L'occasion est toute désignée pour revenir sur un problème déjà abordé par Jean-Paul Lecoq, lorsqu'il était corapporteur de la commission des affaires étrangères, et par notre ancienne collègue Nicole Ameline. Le président de la commission et plusieurs de mes collègues l'ont rappelé : ce problème, c'est celui de l'adaptation du droit pénal français à la Cour pénale internationale. En effet, le texte d'adaptation limitait très fortement la compétence universelle de la France, en vertu de laquelle un État peut arrêter sur son sol un criminel étranger accusé de crimes de guerre ou de crimes contre l'humanité.
Cette entrave s'est manifestée par l'instauration de quatre critères : l'obligation de prouver la résidence habituelle du suspect en France ; le principe de double incrimination, lequel prescrit qu'on ne peut juger quelqu'un que si la peine encourue est également reconnue dans son pays d'origine ; le monopole des poursuites, en vertu duquel seul le ministère public est habilité à se saisir d'une telle affaire ; l'inversion du principe de complémentarité, impliquant que la France ne peut poursuivre le suspect concerné que si la CPI a décliné sa compétence.
L'ensemble de la commission des affaires étrangères de notre assemblée avait voté contre ces limitations. Chose rare, elle s'était opposée à la commission des lois et au Sénat, qui avaient voté en faveur de l'application de ces critères. Le Gouvernement de l'époque avait quant à lui choisi son camp, celui d'introduire ces quatre verrous dans notre législation. Disons-le clairement : la France est devenue soudainement un paradis pénal, un eldorado pour les criminels de guerre ou les auteurs de crimes contre l'humanité passibles d'un jugement de la Cour pénale internationale.

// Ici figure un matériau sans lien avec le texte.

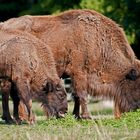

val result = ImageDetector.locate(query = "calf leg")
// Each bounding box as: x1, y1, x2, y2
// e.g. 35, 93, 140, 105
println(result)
0, 80, 14, 124
73, 93, 80, 119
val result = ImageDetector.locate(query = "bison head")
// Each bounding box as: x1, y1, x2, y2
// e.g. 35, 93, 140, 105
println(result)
40, 82, 67, 118
114, 62, 140, 118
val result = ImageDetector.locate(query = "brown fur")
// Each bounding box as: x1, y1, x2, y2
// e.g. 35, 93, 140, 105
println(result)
0, 30, 67, 123
1, 10, 140, 118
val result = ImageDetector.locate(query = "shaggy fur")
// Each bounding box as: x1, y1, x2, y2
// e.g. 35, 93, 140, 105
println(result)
0, 30, 67, 123
1, 10, 140, 118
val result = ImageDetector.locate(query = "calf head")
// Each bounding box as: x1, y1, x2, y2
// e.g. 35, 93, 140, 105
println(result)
41, 82, 68, 118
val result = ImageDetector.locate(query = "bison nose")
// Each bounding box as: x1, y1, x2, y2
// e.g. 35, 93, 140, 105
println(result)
58, 111, 65, 118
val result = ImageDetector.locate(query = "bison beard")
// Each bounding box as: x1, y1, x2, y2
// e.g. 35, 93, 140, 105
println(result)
1, 10, 140, 119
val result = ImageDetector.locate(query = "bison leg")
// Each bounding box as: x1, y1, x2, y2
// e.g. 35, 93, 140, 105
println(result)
0, 80, 14, 124
80, 92, 91, 119
18, 101, 28, 120
114, 101, 121, 119
73, 93, 81, 119
17, 81, 35, 124
10, 83, 21, 124
2, 93, 14, 124
73, 72, 91, 119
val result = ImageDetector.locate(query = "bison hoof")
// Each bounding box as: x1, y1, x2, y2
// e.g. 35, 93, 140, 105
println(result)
81, 114, 92, 120
2, 116, 15, 124
74, 114, 81, 119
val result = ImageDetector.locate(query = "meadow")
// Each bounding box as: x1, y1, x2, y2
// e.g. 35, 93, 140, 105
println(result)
0, 99, 140, 140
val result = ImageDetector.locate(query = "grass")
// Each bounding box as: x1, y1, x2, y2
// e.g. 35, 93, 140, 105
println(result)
0, 102, 140, 140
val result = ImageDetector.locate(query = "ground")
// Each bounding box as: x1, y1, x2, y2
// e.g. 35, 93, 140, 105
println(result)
0, 99, 140, 140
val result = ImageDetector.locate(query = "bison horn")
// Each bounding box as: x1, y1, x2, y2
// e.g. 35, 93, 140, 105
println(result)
126, 69, 138, 81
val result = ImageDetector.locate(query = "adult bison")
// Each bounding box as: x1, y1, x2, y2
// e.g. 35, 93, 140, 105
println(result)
1, 10, 140, 118
0, 30, 67, 123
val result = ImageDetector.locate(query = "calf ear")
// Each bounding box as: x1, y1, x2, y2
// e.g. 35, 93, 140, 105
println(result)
126, 69, 138, 81
45, 82, 53, 93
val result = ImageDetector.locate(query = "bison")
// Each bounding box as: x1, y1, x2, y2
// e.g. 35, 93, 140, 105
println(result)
1, 10, 140, 119
0, 30, 67, 123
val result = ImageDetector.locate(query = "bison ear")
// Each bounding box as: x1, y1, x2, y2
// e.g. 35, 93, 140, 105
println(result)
126, 69, 138, 81
46, 82, 53, 93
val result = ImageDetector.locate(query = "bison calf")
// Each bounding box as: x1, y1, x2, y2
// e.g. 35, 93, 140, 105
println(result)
0, 30, 67, 123
1, 10, 140, 118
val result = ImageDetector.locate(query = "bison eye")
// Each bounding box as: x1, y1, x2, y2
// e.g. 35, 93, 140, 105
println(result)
56, 85, 63, 91
126, 69, 138, 81
45, 82, 53, 93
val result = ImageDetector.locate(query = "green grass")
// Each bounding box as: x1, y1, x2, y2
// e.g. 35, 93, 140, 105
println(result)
0, 100, 140, 140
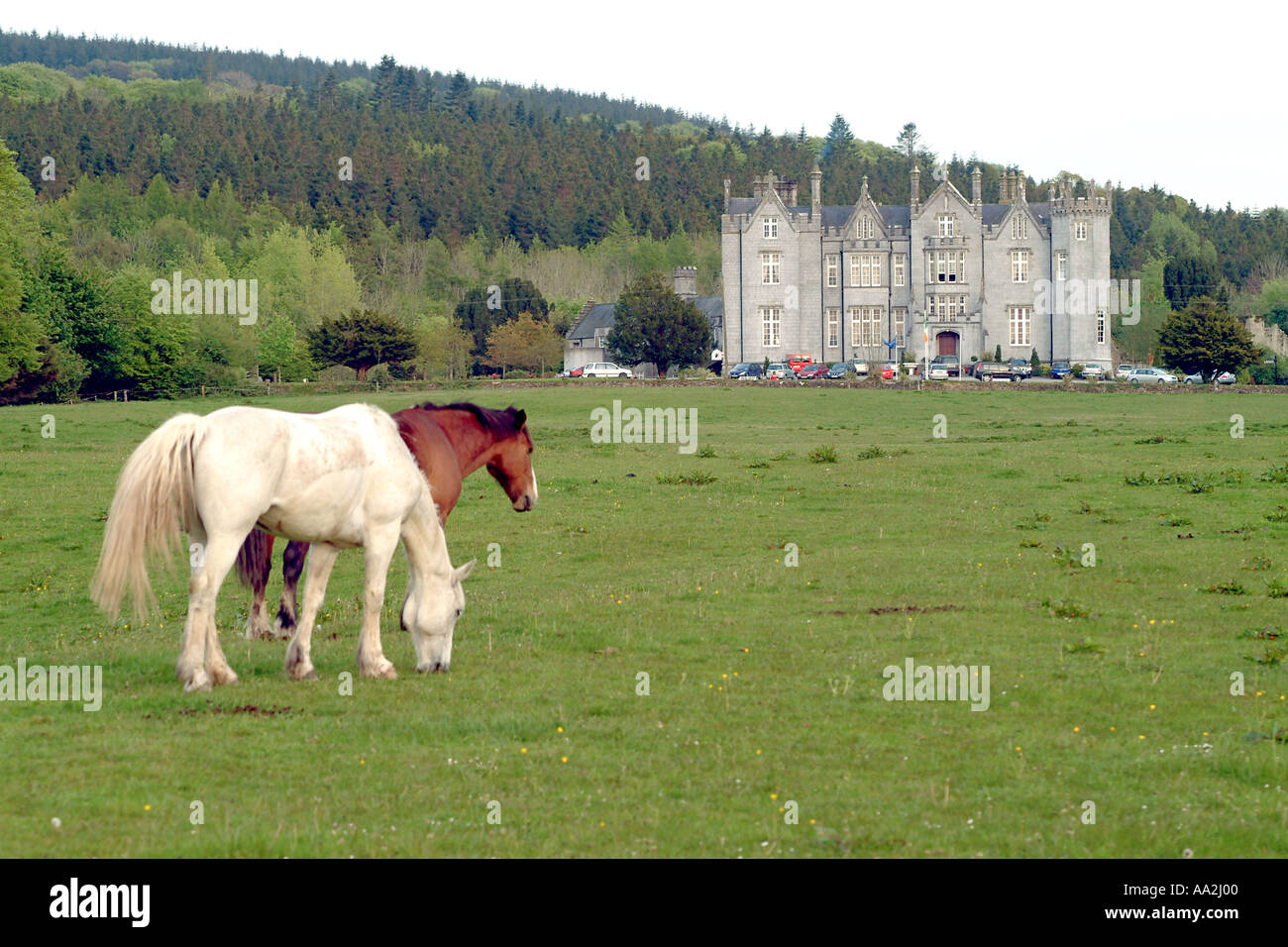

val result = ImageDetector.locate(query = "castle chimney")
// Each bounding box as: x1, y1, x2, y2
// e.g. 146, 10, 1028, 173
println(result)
671, 266, 698, 299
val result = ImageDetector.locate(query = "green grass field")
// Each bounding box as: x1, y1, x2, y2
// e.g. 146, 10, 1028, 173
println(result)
0, 385, 1288, 858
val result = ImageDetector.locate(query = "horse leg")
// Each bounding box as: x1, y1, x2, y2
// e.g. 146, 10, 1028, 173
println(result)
358, 523, 400, 681
175, 527, 240, 690
174, 524, 210, 690
273, 540, 309, 638
237, 530, 275, 640
286, 543, 340, 681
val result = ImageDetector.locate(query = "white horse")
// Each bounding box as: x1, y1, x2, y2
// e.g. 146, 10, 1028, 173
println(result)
91, 404, 474, 690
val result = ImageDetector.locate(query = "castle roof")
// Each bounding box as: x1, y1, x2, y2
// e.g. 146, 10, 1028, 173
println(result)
729, 197, 1051, 233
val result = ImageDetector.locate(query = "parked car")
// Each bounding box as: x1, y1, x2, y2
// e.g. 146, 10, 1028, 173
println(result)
971, 362, 1024, 381
787, 355, 814, 377
1127, 366, 1176, 385
1006, 359, 1033, 381
581, 362, 635, 377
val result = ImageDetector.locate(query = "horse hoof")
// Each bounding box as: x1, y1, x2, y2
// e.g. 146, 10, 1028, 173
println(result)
183, 670, 211, 693
211, 668, 237, 684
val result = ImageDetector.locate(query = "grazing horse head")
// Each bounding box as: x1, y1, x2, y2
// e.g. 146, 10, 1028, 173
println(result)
417, 401, 537, 513
486, 404, 537, 513
402, 559, 477, 674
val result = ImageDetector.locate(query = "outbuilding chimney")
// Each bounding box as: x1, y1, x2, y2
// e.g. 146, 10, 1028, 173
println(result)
671, 266, 698, 299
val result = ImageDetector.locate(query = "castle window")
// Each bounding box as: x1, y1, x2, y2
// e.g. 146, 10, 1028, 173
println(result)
926, 250, 966, 282
760, 254, 783, 286
1012, 250, 1029, 283
1006, 305, 1033, 346
760, 308, 783, 349
926, 295, 966, 322
859, 254, 881, 286
850, 305, 883, 348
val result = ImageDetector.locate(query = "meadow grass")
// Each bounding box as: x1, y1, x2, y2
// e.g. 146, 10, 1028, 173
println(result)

Mon collègue Jean-Paul Lecoq avait dénoncé ce phénomène devant la commission des affaires étrangères, en janvier dernier, à propos d'un mécanisme juridique portant sur les crimes commis en Syrie. Le débat, très riche, a abouti à l'idée que la commission alerte les ministères concernés afin qu'ils proposent une réforme d'adaptation du droit pénal français à la Cour pénale internationale. Nous croyions avoir été entendus, nous pensions que le Gouvernement allait mettre fin à ces verrous qui font de la France une sorte de safe zone – une zone sûre – pour criminels internationaux.
Monsieur le président de la commission, il semble opportun, avec le mandat qui s'ouvre, de concrétiser cet engagement.

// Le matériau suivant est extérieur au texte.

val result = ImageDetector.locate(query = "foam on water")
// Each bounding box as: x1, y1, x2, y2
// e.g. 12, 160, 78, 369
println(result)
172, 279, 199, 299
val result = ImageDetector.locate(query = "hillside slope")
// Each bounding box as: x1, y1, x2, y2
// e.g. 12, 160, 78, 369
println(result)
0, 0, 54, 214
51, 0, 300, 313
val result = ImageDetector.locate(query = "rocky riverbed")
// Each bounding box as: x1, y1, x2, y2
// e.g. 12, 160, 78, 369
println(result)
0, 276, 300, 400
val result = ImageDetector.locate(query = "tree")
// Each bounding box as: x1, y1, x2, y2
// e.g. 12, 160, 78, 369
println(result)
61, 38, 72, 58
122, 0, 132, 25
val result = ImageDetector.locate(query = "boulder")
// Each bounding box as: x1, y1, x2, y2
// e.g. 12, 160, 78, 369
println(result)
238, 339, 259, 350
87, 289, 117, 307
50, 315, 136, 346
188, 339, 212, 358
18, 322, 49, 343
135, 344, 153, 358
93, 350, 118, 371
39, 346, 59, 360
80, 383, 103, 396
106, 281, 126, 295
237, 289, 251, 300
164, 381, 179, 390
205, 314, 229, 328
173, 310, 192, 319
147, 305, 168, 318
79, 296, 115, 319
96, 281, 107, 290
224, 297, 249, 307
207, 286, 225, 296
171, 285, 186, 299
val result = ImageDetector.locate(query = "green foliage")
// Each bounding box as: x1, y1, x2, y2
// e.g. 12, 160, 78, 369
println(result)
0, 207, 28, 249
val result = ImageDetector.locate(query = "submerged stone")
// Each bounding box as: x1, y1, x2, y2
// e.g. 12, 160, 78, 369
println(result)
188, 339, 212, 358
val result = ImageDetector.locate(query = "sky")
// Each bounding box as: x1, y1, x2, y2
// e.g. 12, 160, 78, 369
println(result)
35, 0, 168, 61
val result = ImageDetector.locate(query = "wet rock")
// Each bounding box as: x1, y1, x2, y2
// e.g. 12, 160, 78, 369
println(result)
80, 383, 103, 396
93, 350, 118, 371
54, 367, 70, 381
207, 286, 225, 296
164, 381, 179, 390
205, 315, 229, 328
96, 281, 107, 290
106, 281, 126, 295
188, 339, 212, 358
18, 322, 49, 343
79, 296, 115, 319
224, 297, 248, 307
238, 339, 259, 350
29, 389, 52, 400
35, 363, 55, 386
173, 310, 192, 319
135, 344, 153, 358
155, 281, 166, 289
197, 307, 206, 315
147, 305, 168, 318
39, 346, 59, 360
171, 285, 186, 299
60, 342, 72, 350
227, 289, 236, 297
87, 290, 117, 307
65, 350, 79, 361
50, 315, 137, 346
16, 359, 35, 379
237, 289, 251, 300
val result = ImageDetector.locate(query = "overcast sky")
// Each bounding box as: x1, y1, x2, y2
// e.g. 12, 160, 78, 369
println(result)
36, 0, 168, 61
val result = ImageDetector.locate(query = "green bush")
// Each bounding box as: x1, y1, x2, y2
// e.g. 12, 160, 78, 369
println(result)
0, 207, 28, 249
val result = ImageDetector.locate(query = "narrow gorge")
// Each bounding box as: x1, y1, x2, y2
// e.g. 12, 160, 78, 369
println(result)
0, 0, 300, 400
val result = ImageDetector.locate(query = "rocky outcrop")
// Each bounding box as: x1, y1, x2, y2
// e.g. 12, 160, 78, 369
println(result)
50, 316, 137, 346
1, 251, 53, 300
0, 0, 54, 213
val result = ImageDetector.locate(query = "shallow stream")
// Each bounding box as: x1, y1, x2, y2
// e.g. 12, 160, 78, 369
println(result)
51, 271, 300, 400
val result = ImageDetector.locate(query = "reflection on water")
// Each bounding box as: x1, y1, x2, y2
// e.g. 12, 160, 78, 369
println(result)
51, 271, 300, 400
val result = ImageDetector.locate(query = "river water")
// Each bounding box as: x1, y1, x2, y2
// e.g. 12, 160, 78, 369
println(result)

L'utilisation de la Cour pénale internationale doit être la plus ambitieuse et honnête possible. Nous devons nous obliger à une honnêteté politique, de même qu'humanitaire, pour que les crimes sur lesquels la CPI enquête ne soient pas uniquement l'objet de jeux diplomatiques. La Cour doit jouer son rôle et travailler sur les sujets majeurs de violation du droit international humanitaire. Nous saluons d'ailleurs le travail qu'elle a accompli sur les crimes perpétrés par la Russie en Ukraine : bombardements de zones peuplées et de cibles civiles et divers abus commis par les soldats.
Ces crimes ont également été commis au Congo. Nous avons le devoir d'œuvrer promptement à la mise en place d'un tribunal pénal international, tel que le prescrit le rapport Mapping. Ce rapport, que nous vous invitons tous à consulter, décrit 617 crimes de masse en plus de nommer les victimes et les auteurs des violations des droits de l'homme dans l'est du Congo entre 1993 et 2003. Ce rapport ne plaît pas, notamment aux dirigeants rwandais, qui sont les nouveaux appuis de la France en Afrique australe. Il a pourtant émis de précieuses recommandations, mais elles n'ont jamais été mises en œuvre. On se demande pourquoi ! La CPI s'honorerait à aller enquêter là-bas, tout comme elle s'est honorée à diligenter une enquête sur les crimes de guerre commis à Gaza depuis 2014.
Je souhaite, grâce à ces enquêtes et aux futurs procès, que nous puissions surmonter le terrible échec du procès de Laurent Gbagbo, qui a été placé pendant plusieurs années en détention provisoire pour rien, même quelques mois après avoir été acquitté ! C'est indigne d'une institution internationale ; il est temps d'effacer cet échec et aller de l'avant en rendant plus forte la justice internationale.
Martin Luther King disait que la moindre injustice, où qu'elle soit commise, menace l'édifice tout entier. Chers collègues, ne laissons pas notre édifice, notre sens de la justice et de l'humanité s'effondrer. Tout crime commis à l'encontre des Ukrainiens, des Palestiniens ou des Congolais est un crime contre l'humanité tout entière que l'on doit combattre de la même manière.